Reputation: 81
I have a large dataframe (CO2_df) with many years for many countries, and tried to plot a graph with ggplot2
. This graph will have 6 curves + an aggregate curve. However, my graph looks pretty "funny" and I have no idea why.
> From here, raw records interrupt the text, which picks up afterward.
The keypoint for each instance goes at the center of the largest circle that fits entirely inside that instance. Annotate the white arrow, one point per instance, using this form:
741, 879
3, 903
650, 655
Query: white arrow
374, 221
The data looks like this (excerpt):
x y x1 x2 x4 x6
1553 1993 0.00000 CO2 Austria 6 6 - Other Sector
1554 2006 0.00000 CO2 Austria 6 6 - Other Sector
1555 2015 0.00000 CO2 Austria 6 6 - Other Sector
2243 1998 12.07760 CO2 Austria 5 5 - Waste management
2400 1992 11.12720 CO2 Austria 5 5 - Waste management
2401 1995 11.11040 CO2 Austria 5 5 - Waste management
2402 2006 10.26000 CO2 Austria 5 5 - Waste management
2489 1998 0.00000 CO2 Austria 6 6 - Other Sector
I have used this code:
ggplot(data=CO2_df, aes(x=x, y=y, group=x6, colour=x6)) +
geom_line() +
geom_point() +
ggtitle("Austria") +
xlab("Year") +
ylab("C02 Emissions") +
labs(colour = "Sectors")
scale_color_brewer(palette="Dark2")
CO2_df %>%
group_by(x) %>%
mutate(sum.y = sum(y)) %>%
ggplot(aes(x=x, y=y, group=x6, colour=x6)) +
geom_line() +
geom_point() +
ggtitle("Austria") +
xlab("Year") +
ylab("C02 Emissions") +
labs(colour = "Sectors")+
scale_color_brewer(palette="Dark2")+
geom_line(aes(y = sum.y), color = "black")
My questions
1) Why does it look like this and how can I solve it? 2) I have no idea why the value on the y axis are close to zero. They are not... 3) How can I add an entry to the legend for the aggregate line?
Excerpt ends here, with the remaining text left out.